The long-term outlook, of course, remains positive, but "the commercial real estate market will remain challenging for the next year," says G&E Portland Managing Director Bradford Fletcher. "While we have begun to see a moderate increase in activity during the last quarter, we will not return to sustainable growth until sometime at the end of this year or early 2004."

The good news for Portland is that the problem is not due to over-supply as much as it is due to under-demand, according to the report. With a return to employment growth, which is predicted at 1.7% for 2003, the market will slowly right itself. The report predicts the market will return to equilibrium over the next 18 to 24 months.

Meantime, company failures and consolidations have flooded the market with first generation office space at significantly discounted rates. As a result, the report states that concessions abound and tenants remain in the driver's seat.

Indeed, rental rates have taken such a hit that in some submarkets, including the tech-heavy Sunset Corridor, asking rates are no longer being published. "Demand has been so weak that lowering rental rates did nothing to increase activity," states the report. "As activity began to pick up (toward the end of the year), landlords have been asking tenants to name their price as they are determined not to lose a credit tenant on economics."

Typical deals are being done at 20% to 25% off asking rates, according to the report, with concessions averaging four to six months free rent and TI's in the $25- to $30-per-sf range for first-generation space and in some cases second-generation space. "Tenants have not seen a more favorable leasing market in 15 years; now is the time to upgrade space, move into a better building or better neighborhood," according to the report. "Tenants with good credit will hold all the cards and will be able to improve their space and reduce their occupancy costs."

With slight employment growth penciled in for 2003 and real growth expected over the next few years, G&E predicts landlords will begin insisting on shorter-term deals as they try to ride out this period of heavy competition. "They do not want to lock into discounted rates for more than five years; secure in the knowledge the market will be much different when these tenants are up for renewal," states the report. "Most landlords have already made it their mission to keep their existing tenants; those that have not will be the ones holding all the vacant space."

The expected modest growth will come from government, medical, biotech, finance, insurance and real estate as well as business services, according to the report. At that same time, with speculative development all but off the table until 2004 at the earliest, construction is not expected to add to the office market woes.
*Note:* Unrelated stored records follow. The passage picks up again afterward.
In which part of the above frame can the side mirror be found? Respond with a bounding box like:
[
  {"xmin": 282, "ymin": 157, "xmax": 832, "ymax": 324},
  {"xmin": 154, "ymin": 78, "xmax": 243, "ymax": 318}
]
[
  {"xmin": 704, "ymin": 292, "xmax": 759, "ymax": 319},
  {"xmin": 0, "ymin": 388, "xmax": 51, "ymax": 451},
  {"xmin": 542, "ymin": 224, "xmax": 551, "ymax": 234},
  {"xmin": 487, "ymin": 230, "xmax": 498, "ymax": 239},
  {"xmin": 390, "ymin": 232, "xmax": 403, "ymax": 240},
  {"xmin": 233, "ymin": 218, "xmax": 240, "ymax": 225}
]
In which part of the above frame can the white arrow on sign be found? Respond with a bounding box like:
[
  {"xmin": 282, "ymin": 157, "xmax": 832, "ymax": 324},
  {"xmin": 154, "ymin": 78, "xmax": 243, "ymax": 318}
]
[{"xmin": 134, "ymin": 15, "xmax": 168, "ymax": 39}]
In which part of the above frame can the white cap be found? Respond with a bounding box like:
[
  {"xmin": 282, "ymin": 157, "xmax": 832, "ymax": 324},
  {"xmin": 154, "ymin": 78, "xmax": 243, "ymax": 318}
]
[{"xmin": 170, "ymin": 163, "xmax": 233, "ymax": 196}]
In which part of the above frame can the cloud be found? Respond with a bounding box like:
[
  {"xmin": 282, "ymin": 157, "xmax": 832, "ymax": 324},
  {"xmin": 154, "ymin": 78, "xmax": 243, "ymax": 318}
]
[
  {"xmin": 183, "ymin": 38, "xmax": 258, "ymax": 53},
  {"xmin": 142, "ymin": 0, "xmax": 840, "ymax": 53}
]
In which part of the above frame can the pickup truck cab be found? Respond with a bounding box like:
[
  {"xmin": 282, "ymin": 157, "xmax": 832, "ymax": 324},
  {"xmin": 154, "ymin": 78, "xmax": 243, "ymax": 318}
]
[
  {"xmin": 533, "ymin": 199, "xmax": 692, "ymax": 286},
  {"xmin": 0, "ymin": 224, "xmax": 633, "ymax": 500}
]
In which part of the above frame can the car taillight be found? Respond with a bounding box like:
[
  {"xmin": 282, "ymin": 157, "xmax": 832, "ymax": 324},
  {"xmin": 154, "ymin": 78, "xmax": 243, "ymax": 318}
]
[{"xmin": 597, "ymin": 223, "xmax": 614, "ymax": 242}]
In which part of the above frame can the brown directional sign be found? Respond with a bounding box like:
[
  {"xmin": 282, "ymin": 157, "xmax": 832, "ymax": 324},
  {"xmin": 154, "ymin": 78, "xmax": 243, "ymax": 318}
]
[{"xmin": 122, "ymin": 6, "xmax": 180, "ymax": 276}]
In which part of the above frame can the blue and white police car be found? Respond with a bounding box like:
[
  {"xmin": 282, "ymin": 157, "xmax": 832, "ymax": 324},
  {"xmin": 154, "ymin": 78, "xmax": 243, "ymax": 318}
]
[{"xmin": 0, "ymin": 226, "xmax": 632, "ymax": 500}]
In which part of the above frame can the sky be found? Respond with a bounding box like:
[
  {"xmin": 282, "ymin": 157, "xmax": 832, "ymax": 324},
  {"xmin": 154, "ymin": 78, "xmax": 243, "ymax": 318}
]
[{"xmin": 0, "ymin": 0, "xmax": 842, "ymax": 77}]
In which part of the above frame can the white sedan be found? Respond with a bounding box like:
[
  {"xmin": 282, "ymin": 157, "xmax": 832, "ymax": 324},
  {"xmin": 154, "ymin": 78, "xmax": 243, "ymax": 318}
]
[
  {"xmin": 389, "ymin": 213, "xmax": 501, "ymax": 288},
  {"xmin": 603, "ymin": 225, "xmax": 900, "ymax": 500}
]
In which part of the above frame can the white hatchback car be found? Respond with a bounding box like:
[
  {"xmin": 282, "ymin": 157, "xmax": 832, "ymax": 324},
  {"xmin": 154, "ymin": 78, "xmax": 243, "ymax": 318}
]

As a result, vacancy rates are expected to stabilize in 2003, peaking at 13% Downtown and 20% in the suburbs. As well, net absorption is expected to rebound from (480,000 sf) in 2002 to 300,000 sf in 2003.

On the investment side, low interest rates and money fleeing the stock market has kept values high despite rates and occupancies. According to G&E the current situation also may be an opportunity for local investors to add to their holdings in 2003 as some institutional and national owners begin to re-evaluate holdings in "second-tier" markets like Portland.